# How to use XCOPY to copy a folder stucture and NO files.



## gwashington (Jul 2, 2007)

i have a folder named "WebDesign" with two folders "Fonts" and "Layouts". I need a great .bat file to execute a 'copy all the folders but not the files' 

Im thinikn and tryin to figure out this setup

F:\WebDesign\Fonts
F:\WebDesign\Layouts

i want to practice using XCOPY to copy ONLY the folder sturcture.

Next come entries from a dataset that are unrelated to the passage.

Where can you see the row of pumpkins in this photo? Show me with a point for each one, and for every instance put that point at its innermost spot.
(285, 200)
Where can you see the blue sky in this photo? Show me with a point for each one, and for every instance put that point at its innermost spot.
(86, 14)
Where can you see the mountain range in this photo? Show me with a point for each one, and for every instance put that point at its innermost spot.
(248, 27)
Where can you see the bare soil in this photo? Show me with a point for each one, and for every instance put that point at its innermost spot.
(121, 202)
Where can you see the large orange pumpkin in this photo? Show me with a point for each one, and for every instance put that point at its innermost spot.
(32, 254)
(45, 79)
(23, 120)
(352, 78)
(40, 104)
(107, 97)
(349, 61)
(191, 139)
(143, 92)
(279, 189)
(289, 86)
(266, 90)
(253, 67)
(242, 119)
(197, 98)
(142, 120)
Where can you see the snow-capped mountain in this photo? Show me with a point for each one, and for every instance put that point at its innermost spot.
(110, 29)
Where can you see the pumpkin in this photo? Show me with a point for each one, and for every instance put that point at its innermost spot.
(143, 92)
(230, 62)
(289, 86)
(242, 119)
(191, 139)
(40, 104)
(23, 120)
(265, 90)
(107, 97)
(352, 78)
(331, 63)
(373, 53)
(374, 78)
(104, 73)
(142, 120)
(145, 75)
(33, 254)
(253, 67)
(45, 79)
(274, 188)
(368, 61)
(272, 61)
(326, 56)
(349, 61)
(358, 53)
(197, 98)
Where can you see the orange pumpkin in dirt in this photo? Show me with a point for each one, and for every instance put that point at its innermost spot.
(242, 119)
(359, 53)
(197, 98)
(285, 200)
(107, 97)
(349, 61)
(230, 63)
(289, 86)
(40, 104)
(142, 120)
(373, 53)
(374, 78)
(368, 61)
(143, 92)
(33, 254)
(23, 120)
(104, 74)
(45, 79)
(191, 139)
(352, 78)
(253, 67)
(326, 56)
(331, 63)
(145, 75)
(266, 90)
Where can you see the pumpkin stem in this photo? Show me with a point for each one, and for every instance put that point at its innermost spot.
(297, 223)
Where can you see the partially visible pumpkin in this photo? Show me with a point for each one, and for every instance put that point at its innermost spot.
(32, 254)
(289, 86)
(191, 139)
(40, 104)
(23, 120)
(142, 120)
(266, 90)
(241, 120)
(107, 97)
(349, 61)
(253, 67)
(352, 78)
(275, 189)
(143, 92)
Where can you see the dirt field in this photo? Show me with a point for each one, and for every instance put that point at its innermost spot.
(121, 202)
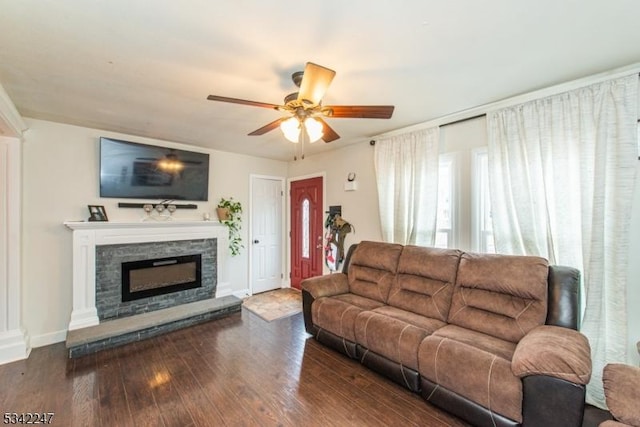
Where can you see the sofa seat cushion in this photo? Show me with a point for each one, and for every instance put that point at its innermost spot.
(474, 373)
(395, 339)
(426, 323)
(337, 314)
(488, 343)
(500, 295)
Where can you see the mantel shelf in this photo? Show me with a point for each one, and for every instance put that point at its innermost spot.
(105, 225)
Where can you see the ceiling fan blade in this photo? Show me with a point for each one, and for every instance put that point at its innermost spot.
(328, 134)
(267, 128)
(359, 111)
(315, 82)
(242, 101)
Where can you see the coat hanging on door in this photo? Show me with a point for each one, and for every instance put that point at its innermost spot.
(336, 231)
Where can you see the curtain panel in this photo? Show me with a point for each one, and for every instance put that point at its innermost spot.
(406, 169)
(562, 176)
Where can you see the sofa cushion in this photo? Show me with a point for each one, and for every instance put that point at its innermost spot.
(622, 392)
(476, 374)
(553, 351)
(424, 281)
(337, 314)
(500, 295)
(427, 323)
(488, 343)
(372, 269)
(390, 337)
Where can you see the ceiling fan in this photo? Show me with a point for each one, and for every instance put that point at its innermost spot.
(305, 110)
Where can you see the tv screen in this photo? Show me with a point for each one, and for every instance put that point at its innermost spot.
(140, 171)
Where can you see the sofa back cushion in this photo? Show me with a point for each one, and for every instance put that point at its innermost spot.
(504, 296)
(424, 281)
(372, 268)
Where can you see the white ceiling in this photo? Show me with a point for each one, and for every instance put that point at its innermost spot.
(146, 67)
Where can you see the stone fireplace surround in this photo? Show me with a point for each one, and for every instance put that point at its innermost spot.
(89, 235)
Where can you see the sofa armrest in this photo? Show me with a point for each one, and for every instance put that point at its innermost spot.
(318, 287)
(622, 392)
(553, 351)
(326, 286)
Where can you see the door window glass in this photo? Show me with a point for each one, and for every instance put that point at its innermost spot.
(306, 232)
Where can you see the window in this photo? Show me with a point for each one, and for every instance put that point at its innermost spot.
(464, 207)
(444, 219)
(482, 223)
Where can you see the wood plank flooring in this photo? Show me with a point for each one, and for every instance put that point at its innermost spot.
(235, 371)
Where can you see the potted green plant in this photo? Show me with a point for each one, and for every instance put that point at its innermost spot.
(230, 214)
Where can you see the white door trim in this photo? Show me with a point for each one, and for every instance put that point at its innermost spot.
(283, 228)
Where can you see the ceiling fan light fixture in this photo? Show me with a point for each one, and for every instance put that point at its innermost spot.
(314, 129)
(291, 129)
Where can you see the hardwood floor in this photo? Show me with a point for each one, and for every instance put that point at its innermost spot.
(238, 371)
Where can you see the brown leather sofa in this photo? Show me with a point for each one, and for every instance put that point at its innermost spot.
(622, 392)
(490, 338)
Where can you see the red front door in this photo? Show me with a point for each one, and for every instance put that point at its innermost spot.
(306, 229)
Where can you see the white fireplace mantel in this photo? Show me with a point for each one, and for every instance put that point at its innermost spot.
(88, 235)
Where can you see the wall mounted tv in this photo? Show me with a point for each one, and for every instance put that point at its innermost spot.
(140, 171)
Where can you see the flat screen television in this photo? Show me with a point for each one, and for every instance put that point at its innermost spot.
(139, 171)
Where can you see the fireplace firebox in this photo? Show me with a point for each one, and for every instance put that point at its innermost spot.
(148, 278)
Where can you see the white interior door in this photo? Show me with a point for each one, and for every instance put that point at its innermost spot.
(266, 234)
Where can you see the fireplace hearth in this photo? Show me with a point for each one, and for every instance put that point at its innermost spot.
(160, 276)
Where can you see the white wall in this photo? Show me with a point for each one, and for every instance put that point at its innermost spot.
(60, 178)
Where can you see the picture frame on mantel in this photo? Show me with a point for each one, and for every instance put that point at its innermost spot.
(97, 213)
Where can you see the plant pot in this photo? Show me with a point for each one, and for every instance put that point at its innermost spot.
(223, 214)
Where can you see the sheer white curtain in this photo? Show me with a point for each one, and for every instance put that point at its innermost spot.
(562, 174)
(407, 176)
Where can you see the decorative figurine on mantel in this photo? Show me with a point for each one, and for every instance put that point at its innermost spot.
(160, 208)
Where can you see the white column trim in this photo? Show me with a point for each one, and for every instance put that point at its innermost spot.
(14, 341)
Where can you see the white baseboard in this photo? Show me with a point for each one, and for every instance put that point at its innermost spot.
(242, 293)
(48, 339)
(14, 345)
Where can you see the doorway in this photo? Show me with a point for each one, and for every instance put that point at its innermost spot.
(267, 200)
(306, 229)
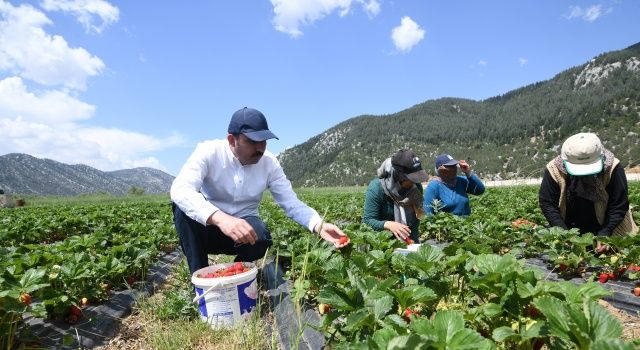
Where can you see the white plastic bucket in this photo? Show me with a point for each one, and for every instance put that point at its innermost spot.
(411, 248)
(225, 301)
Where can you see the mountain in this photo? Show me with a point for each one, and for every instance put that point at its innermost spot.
(508, 136)
(27, 175)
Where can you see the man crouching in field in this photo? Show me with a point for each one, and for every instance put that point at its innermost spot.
(218, 190)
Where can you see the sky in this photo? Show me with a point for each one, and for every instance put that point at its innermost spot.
(124, 84)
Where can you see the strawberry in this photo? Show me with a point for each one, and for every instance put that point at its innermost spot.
(324, 308)
(25, 298)
(74, 310)
(406, 315)
(603, 277)
(533, 311)
(72, 319)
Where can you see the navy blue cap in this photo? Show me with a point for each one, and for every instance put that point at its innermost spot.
(252, 124)
(446, 160)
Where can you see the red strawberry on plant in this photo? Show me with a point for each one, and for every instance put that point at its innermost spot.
(324, 308)
(406, 315)
(72, 319)
(74, 310)
(25, 298)
(532, 311)
(603, 277)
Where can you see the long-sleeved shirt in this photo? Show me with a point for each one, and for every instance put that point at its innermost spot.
(378, 208)
(581, 212)
(214, 179)
(453, 199)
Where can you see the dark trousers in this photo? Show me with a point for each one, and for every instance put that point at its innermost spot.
(197, 240)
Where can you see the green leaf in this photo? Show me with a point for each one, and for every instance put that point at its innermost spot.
(501, 334)
(383, 336)
(338, 298)
(358, 319)
(379, 304)
(612, 344)
(554, 310)
(446, 323)
(603, 325)
(412, 341)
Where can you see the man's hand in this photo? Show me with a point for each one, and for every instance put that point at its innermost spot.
(464, 166)
(601, 248)
(237, 229)
(399, 230)
(331, 233)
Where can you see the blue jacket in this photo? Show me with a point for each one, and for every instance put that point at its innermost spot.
(454, 199)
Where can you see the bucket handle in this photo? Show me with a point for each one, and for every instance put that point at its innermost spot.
(214, 285)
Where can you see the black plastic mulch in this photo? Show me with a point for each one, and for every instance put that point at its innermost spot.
(100, 323)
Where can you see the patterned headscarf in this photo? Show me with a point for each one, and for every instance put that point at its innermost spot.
(590, 187)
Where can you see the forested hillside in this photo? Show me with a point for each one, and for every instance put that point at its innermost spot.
(507, 136)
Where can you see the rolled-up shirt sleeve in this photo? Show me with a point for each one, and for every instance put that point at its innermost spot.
(287, 199)
(373, 204)
(475, 185)
(185, 189)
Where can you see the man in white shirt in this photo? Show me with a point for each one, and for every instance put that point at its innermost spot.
(217, 192)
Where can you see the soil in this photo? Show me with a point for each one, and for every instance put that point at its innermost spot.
(630, 323)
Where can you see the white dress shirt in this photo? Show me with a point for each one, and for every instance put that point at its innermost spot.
(213, 179)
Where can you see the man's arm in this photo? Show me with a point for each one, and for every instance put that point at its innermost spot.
(429, 195)
(548, 198)
(298, 211)
(185, 189)
(372, 204)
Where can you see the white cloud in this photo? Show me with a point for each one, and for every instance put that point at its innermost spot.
(28, 51)
(69, 142)
(407, 34)
(290, 15)
(588, 14)
(40, 111)
(523, 61)
(50, 107)
(372, 8)
(86, 12)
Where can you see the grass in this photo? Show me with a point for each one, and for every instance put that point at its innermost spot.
(168, 320)
(93, 198)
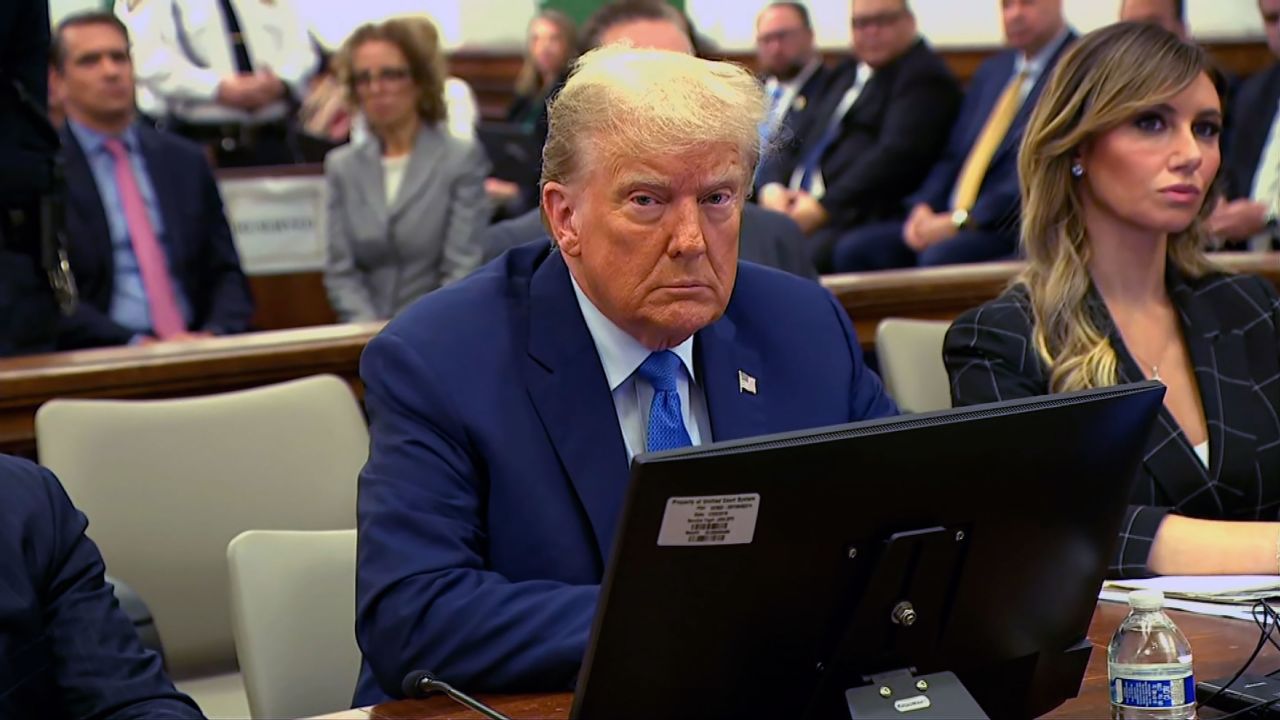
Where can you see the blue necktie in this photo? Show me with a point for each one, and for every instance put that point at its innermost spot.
(666, 423)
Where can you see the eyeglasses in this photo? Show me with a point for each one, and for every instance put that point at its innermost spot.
(881, 19)
(777, 36)
(385, 76)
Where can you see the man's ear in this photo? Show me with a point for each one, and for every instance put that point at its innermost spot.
(561, 205)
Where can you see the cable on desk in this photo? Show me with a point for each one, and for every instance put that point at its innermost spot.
(1266, 619)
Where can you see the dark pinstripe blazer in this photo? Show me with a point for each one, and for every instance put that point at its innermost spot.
(1232, 327)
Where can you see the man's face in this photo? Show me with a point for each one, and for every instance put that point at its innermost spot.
(1031, 24)
(1162, 13)
(658, 35)
(882, 31)
(782, 44)
(96, 78)
(653, 240)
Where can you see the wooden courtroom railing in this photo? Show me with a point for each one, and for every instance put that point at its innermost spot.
(942, 294)
(492, 74)
(293, 299)
(172, 370)
(1219, 647)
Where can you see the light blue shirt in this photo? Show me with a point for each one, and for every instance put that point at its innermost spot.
(1034, 67)
(621, 355)
(129, 308)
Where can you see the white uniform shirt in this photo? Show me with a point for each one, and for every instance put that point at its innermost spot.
(182, 50)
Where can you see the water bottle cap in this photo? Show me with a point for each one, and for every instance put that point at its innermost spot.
(1146, 600)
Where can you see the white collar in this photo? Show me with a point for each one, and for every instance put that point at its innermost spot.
(620, 352)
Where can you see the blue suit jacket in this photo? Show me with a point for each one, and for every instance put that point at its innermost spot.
(197, 242)
(65, 647)
(497, 469)
(999, 196)
(1252, 113)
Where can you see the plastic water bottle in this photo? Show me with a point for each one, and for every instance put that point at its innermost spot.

I want to XCOPY the F:\ drive to my N:\
xcopy f:\ - t -e isnt working ..or is this a unkwn syntax that dont work?
is there a better way?


----------



## Ent (Apr 11, 2009)

It should be 
Xcopy f: n: /T /E


----------



## TheOutcaste (Aug 8, 2007)

You need to specify a path (the root folder in this case, *\*}as well as the drive letter. If you specify just the drive letter, it will use the current folder on each drive, which might not be the root.
*xcopy f:\ n:\ /E /T*
If any folders have the hidden or system attributes set, you need to also use the */H* switch.


----------



## gwashington (Jul 2, 2007)

i will try it out and let u all know my results..i see the issue was that i was using a "-" instead of the forward slah.i feel so stupid cause i suppose to know this ..sigh


----------



## Ent (Apr 11, 2009)

gwashington said:


> i will try it out and let u all know my results..i see the issue was that i was using a "-" instead of the forward slah.i feel so stupid cause i suppose to know this ..sigh


I've started making that same mistake after trying to learn the Linux command line. It is really annoying, but it's nice to know what problems you commonly suffer from so you can check them before doing a comprehensive debug.


----------